Service shows a hero’s legacy
Paden City Volunteer Fire Company Lt. Mark Doty’s funeral Saturday was a testament to his legacy.
A large turnout of residents and firefighters at St. Paul’s United Methodist Church and along the streets of Paden City displayed community togetherness and the strength of the firefighting brotherhood.
The 28-year-old Doty, whose life was cut short by a tragic ATV accident last week, is survived by his parents Larry and Sandy Doty, wife Nikki Rutan Doty, sister Meghann Ferrell, niece Amaya Ferrell, nephew Solomon Ferrell, grandmother Blanche Doty, father and mother-in-law Olan and Trish Rutan, sister-in-law Jessie Rutan, and several aunts, uncles, cousins and friends. He had served the PCVFC for 15 years, since his start there as a junior firefighter in his early teens. But his influence did not stop in Paden City, or even in Tyler and Wetzel counties.
Doty won numerous awards for his teaching and development of firefighting education courses. For his work leading West Virginia University’s (WVU) Fire Service Extension, he became nationally known; under his leadership, WVU taught approximately 18,000 firefighters across the nation this year alone. According to PCVFC Firefighter and Paramedic Tim Stanley, WVU’s fire training was ranked 39th in the nation when Doty began, and now the school is within the top five percent.

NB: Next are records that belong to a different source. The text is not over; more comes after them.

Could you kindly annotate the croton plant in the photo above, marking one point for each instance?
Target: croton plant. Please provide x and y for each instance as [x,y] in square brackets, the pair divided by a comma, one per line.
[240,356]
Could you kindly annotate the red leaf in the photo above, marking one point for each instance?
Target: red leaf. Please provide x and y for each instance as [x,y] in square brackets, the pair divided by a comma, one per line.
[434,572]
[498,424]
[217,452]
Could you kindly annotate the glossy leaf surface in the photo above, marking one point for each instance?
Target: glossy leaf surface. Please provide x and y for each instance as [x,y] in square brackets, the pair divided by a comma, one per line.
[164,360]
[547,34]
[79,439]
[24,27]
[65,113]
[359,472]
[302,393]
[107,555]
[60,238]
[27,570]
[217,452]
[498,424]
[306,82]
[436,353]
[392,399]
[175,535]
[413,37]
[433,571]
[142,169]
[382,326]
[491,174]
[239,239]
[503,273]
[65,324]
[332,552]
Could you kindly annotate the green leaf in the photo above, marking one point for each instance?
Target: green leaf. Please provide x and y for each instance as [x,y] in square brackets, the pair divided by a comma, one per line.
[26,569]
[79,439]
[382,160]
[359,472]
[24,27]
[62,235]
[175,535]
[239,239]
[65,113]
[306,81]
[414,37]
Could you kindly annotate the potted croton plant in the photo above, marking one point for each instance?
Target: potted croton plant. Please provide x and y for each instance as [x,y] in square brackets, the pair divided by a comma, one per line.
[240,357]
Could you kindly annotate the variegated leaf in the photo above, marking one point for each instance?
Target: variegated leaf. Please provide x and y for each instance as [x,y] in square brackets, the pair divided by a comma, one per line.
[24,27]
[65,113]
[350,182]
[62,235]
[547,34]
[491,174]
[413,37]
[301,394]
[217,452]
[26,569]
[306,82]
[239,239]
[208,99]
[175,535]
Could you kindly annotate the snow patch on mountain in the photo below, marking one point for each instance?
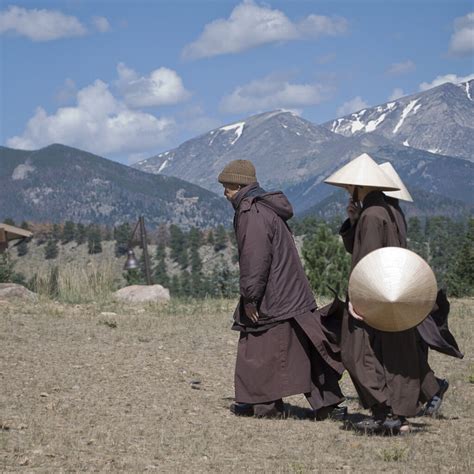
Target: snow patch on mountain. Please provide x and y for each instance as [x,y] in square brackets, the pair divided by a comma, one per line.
[405,113]
[237,127]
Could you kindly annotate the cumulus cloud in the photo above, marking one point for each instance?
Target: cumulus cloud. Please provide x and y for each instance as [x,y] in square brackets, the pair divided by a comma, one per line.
[101,24]
[98,122]
[353,105]
[273,92]
[194,120]
[462,40]
[397,69]
[446,78]
[250,25]
[162,87]
[40,25]
[396,94]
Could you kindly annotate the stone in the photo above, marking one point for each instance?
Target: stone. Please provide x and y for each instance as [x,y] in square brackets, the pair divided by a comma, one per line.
[9,291]
[143,294]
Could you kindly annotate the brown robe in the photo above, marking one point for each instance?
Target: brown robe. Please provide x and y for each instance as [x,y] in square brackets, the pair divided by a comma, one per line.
[287,352]
[385,367]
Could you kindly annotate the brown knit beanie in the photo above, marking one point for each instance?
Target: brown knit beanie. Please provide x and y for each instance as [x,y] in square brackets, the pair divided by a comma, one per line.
[238,172]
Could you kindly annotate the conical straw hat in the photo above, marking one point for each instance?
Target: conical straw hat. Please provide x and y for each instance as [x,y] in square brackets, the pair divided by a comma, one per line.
[393,288]
[362,171]
[403,194]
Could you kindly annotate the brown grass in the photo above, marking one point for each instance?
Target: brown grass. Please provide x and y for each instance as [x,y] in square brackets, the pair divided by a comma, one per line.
[107,387]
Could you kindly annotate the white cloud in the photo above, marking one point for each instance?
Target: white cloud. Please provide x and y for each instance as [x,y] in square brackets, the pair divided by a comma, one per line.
[98,122]
[397,69]
[353,105]
[194,120]
[250,25]
[40,25]
[162,87]
[273,92]
[396,94]
[101,24]
[462,40]
[446,78]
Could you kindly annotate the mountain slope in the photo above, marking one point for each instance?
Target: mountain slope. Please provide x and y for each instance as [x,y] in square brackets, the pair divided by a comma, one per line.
[282,145]
[439,120]
[425,204]
[58,183]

Among his other credentials, Doty served as the director of the WVU State Fire Academy at Jackson Mill, was elected Vice President of the North American Fire Training Directors, and was a member of the West Virginia State Fire Chief’s Association. With his help, the WVU Junior Fire Fighters Camp became number one in the nation. He was also known for working with and helping to acquire grants for fire departments across the state of West Virginia.
PCVFC Assistant Chief Tim McFadden described Doty’s ambition, explaining that he was a third generation firefighter. His father, Larry Doty, remains an active member at PCVFC; his grandfather, Chris Doty, served as fire chief at one time; and his grandmother, Blanche Doty, is a lifetime member of the Ladies Auxiliary.
The bond between firefighters was made evident after his death with practices that signify both solidarity and the loss of one of their own: black wreaths hung outside of the fire department and on the trucks, black bands were worn across badges, and, during the service, outside of the church, a large American flag was draped from two fire truck ladders.
Days prior to the service, a memorial, including a collage of pictures featuring Doty with fellow firefighters, was set in front of Rescue Six, his favorite truck. The Paden City High School staff, some of whom taught Doty and worked alongside his mother, Sandy Doty, for years, provided signs at the fire hall reading “We Salute You Mark Doty.” Each helmet in the department was decorated with a green number five, Doty’s unit number, with angel wings surrounding it. Following the service, firefighters and members of the community came together for a dinner provided by the Ladies Auxiliary.
“Mark was the heart and soul of this department,” said Paden City Firefighter Misti Lookadoo, who called Doty her best friend. “He and I served together for 14 years.”
Lookadoo went on to describe the extent of Doty’s work, such as organizing events and taking care of various duties within the department.
“From being in a small town fire department, he took it big places,” she said. “He did so much that no one else could have done.”